The photon is the fundamental particle of visible light.
In some ways, visible light behaves like a wave phenomenon, but in other respects it acts like a stream of high-speed, submicroscopic particles. Isaac Newton was one of the first scientists to theorize that light consists of particles. Modern physicists have demonstrated that the energy in any electromagnetic field is made up of discrete packets. The term photon (meaning "visible-light particle") was coined for these energy packets. Particle-like behavior is not restricted to the visible-light portion of the electromagnetic radiation spectrum, however. Radio waves, infrared rays, visible light, ultraviolet rays, X rays, and gamma rays all consist of photons, each of which contains a particular amount of energy that depends on the wavelength.

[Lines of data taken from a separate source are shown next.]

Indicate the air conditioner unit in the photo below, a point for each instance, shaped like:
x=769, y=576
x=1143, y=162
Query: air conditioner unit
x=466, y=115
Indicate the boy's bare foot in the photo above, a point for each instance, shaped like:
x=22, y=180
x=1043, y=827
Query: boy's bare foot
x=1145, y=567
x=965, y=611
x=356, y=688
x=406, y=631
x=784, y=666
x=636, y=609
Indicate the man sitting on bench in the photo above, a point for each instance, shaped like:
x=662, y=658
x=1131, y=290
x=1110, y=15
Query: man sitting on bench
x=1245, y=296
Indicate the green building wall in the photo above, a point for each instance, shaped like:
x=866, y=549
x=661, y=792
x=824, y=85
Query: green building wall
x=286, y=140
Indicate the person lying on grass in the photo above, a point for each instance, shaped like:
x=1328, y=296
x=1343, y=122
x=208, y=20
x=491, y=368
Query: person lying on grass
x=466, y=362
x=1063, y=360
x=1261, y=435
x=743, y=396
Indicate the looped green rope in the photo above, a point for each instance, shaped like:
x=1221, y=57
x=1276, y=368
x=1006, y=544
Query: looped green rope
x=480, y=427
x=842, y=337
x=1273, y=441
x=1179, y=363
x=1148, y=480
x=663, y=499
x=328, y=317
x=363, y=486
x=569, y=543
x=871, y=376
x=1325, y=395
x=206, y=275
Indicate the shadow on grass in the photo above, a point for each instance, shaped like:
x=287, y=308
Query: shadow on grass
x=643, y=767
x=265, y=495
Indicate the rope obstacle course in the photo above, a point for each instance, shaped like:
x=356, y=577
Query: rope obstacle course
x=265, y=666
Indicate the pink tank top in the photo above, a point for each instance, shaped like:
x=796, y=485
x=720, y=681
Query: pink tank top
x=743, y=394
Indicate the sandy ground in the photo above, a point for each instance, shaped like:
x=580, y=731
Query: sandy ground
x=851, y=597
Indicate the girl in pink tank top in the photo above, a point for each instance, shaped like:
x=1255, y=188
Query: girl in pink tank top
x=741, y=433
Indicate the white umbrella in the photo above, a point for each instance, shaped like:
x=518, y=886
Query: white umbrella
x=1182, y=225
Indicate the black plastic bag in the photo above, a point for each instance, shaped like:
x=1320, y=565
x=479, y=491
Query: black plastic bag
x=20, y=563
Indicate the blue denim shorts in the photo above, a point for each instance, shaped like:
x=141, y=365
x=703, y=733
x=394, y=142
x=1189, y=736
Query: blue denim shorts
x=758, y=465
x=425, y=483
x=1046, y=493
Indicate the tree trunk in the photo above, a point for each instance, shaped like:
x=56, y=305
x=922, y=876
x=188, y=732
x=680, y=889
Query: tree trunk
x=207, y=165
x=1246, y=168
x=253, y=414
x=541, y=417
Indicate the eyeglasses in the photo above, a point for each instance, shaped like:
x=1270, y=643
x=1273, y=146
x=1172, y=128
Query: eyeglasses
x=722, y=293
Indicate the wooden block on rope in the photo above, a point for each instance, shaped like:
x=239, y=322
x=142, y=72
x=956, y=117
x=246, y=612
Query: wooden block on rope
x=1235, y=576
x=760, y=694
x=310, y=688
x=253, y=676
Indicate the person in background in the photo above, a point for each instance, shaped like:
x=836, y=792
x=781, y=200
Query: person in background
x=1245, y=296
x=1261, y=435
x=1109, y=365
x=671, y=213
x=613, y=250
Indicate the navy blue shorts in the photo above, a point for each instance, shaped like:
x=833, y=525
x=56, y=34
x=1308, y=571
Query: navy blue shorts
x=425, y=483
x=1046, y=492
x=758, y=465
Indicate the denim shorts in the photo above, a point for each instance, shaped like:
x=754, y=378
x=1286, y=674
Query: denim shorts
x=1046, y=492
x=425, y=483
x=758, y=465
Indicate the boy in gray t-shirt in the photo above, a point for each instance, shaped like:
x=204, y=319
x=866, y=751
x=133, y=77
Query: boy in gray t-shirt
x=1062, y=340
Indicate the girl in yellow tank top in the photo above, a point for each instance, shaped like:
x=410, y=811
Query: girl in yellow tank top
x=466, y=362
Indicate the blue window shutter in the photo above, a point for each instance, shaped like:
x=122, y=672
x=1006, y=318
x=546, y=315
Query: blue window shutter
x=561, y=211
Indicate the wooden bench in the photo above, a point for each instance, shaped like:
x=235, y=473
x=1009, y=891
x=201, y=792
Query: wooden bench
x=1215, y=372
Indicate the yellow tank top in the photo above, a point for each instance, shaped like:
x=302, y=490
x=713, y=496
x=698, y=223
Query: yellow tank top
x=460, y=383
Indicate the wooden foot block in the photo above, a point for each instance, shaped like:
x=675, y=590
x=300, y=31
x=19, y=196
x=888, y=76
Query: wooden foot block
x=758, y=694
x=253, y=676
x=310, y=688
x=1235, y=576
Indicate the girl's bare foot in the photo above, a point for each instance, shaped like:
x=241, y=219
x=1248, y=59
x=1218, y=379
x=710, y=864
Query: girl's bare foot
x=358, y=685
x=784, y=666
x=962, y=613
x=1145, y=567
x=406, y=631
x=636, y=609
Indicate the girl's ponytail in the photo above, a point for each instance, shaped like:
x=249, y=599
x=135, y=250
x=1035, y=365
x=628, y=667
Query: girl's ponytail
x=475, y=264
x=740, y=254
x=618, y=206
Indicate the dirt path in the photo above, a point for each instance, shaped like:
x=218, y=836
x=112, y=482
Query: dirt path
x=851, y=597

Photons travel through empty space at a speed of approximately 186,282miles (299,792 kilometers) per second. This is true no matter what the electromagnetic wavelength. In media other than a vacuum, the speed is reduced. For example, visible light travels more slowly through glass than through outer space. Radio waves travel more slowly through the polyethylene in a transmission line than they do through the atmosphere. The ratio of the speed of the photons in a particular medium to their speed in a vacuum is called the velocity factor . This factor is always between 0 and 1 (or 0 and 100 percent), and it depends to some extent on the wavelength.
The shorter the wavelength of an electromagnetic disturbance, the more energy each photon contains. In fact, this relationship is so precise that a mathematical formula applies. If e represents the energy (the unit of measurement is the joule) contained in each photon and s represents the electromagnetic wavelength (in meters), then
e = hc / s
where h is Planck's constant (approximately equal to6.626 times 10 -34 joule-second) and c is the speed of electromagnetic-field propagation in the medium in question (approximately 2.998 times 10 8 meters per second in a vacuum). A simpler formula applies to frequency. If f represents the frequency of an electromagnetic field (in hertz), then
e = hf
The energy contained in a single photon does not depend on the intensity of the radiation. At any specific wavelength -- say, the wavelength of light emitted by a helium-neon laser -- every photon contains exactly the same amount of energy, whether the source appears as dim as a candle or as bright as the sun. The brilliance or intensity is a function of the number of photons striking a given surface area per unit time.